I attended the orientation yesterday. I haven’t actually been accepted yet so I don’t have experiences to share as an actual volunteer but I learned quite a few things from the orientation.
Contra Costa County Animal Services serves as the county’s law enforcement agency where animals are concerned. It’s their ACOs (Animal Control Officers) that serve the same kind of duties as the ones featured on Animal Planet programs such as Animal Precinct, Animal Cops Detroit, etc. They’re not simply the “dog catchers”.
The one criticism I have of the otherwise wonderful “Hotel for Dogs” movie is that the municipal animal shelter portrayed in the film was basically a death camp and its ACOs were mean spirited buffoons. These individuals are total animal advocates that definitely don’t fit the “dog catcher” stereotype.
In recent years the county’s euthanization rate has dropped from 70% to 30%, still one of the highest in the Bay Area, but hardly makes it a “death house”.
County regulations require all abandoned, stray, and seized animals go through animal services first, and are not allowed to turn any animal away. This is a double-edged sword because the most attractive, most healthy, most adoptable dogs must go through the county first, all the least of those dogs go through as well. Further, other rescue organizations get their dogs from animal services as well, including “no-kill” rescues such as ARF and non-profits such as the SPCA. They get their pick of which dogs to take into their care. But don’t take that as a complaint. Without them it’s all up to the county to get them adopted out and euthanization rates go up accordingly.
My older dog, Zoe, was one of those that had originally been taken in by Contra Costa Animal Services and moved over to the East Bay SPCA branch in Dublin where we found and adopted her.

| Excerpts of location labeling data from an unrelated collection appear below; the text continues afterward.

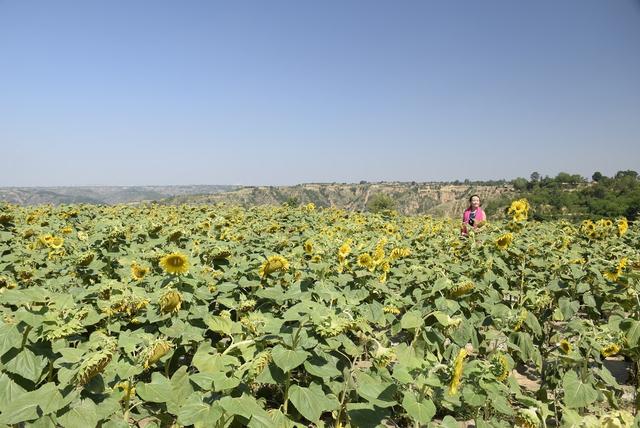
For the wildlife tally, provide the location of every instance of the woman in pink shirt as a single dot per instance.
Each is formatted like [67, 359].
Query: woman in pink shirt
[473, 215]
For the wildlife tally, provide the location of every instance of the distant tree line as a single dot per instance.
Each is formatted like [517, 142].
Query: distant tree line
[571, 195]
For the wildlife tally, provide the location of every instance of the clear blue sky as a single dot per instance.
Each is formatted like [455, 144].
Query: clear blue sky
[282, 92]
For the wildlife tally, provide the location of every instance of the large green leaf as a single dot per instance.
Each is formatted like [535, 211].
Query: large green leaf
[412, 319]
[576, 392]
[30, 405]
[310, 402]
[422, 412]
[288, 359]
[27, 364]
[159, 390]
[10, 337]
[82, 414]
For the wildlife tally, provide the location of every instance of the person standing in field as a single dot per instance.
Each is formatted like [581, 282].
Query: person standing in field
[473, 215]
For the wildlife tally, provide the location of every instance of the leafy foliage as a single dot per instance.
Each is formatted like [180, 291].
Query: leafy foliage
[274, 316]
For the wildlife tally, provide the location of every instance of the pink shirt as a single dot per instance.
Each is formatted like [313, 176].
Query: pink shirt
[480, 216]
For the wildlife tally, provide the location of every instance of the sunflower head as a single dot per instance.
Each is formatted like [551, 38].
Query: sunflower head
[175, 263]
[365, 260]
[138, 272]
[565, 346]
[462, 289]
[308, 246]
[273, 264]
[610, 350]
[344, 250]
[500, 366]
[504, 241]
[519, 210]
[155, 351]
[391, 309]
[623, 226]
[170, 301]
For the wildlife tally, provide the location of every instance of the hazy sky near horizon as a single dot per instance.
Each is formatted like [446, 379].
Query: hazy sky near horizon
[284, 92]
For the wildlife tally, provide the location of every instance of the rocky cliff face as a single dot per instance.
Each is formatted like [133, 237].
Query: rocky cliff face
[437, 199]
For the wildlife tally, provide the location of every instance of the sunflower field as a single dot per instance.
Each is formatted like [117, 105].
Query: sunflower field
[217, 316]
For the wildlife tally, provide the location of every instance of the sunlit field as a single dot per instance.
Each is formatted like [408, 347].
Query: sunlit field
[221, 316]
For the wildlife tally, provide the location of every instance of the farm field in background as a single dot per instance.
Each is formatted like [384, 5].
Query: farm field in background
[294, 316]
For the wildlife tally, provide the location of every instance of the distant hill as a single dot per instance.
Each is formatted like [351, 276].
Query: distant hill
[101, 194]
[438, 199]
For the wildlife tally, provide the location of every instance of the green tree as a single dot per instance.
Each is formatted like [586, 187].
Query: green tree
[380, 202]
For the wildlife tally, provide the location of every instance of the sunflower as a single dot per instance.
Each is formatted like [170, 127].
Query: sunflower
[565, 346]
[170, 301]
[273, 264]
[623, 226]
[155, 351]
[138, 272]
[504, 241]
[458, 367]
[308, 246]
[462, 289]
[500, 366]
[519, 209]
[56, 242]
[610, 350]
[614, 274]
[365, 260]
[391, 309]
[344, 250]
[175, 263]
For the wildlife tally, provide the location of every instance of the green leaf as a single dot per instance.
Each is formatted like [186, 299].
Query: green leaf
[287, 359]
[33, 404]
[158, 391]
[80, 415]
[412, 319]
[366, 415]
[310, 402]
[577, 394]
[10, 337]
[194, 411]
[9, 391]
[376, 391]
[632, 329]
[422, 412]
[27, 364]
[247, 407]
[322, 365]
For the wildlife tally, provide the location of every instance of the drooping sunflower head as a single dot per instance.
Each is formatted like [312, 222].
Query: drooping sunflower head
[170, 301]
[365, 260]
[504, 241]
[175, 263]
[158, 349]
[462, 289]
[623, 226]
[128, 390]
[344, 250]
[610, 350]
[458, 367]
[565, 346]
[138, 272]
[500, 366]
[519, 206]
[383, 356]
[391, 309]
[273, 264]
[527, 418]
[308, 246]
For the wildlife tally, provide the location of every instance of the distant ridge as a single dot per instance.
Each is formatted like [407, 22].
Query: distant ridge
[102, 194]
[438, 199]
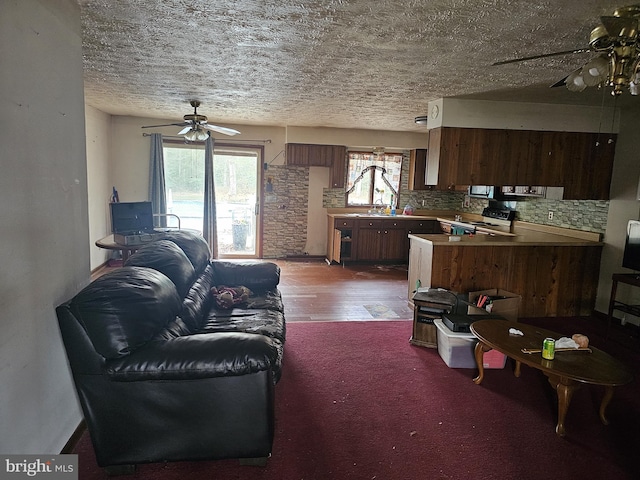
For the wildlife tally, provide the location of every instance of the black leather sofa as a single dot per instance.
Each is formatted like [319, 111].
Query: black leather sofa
[161, 373]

Please remember that while nearly all non-profits like ARF and the SPCA are solely supported by public donations and county shelters do receive funding from local government municipal shelters are often no better off, sometimes worse. When there are budget cuts during hard economic times like now local municipal animal shelters suffer greatly.Hopefully, Contra Costa County will accept me as a volunteer and I’ll have more to report later.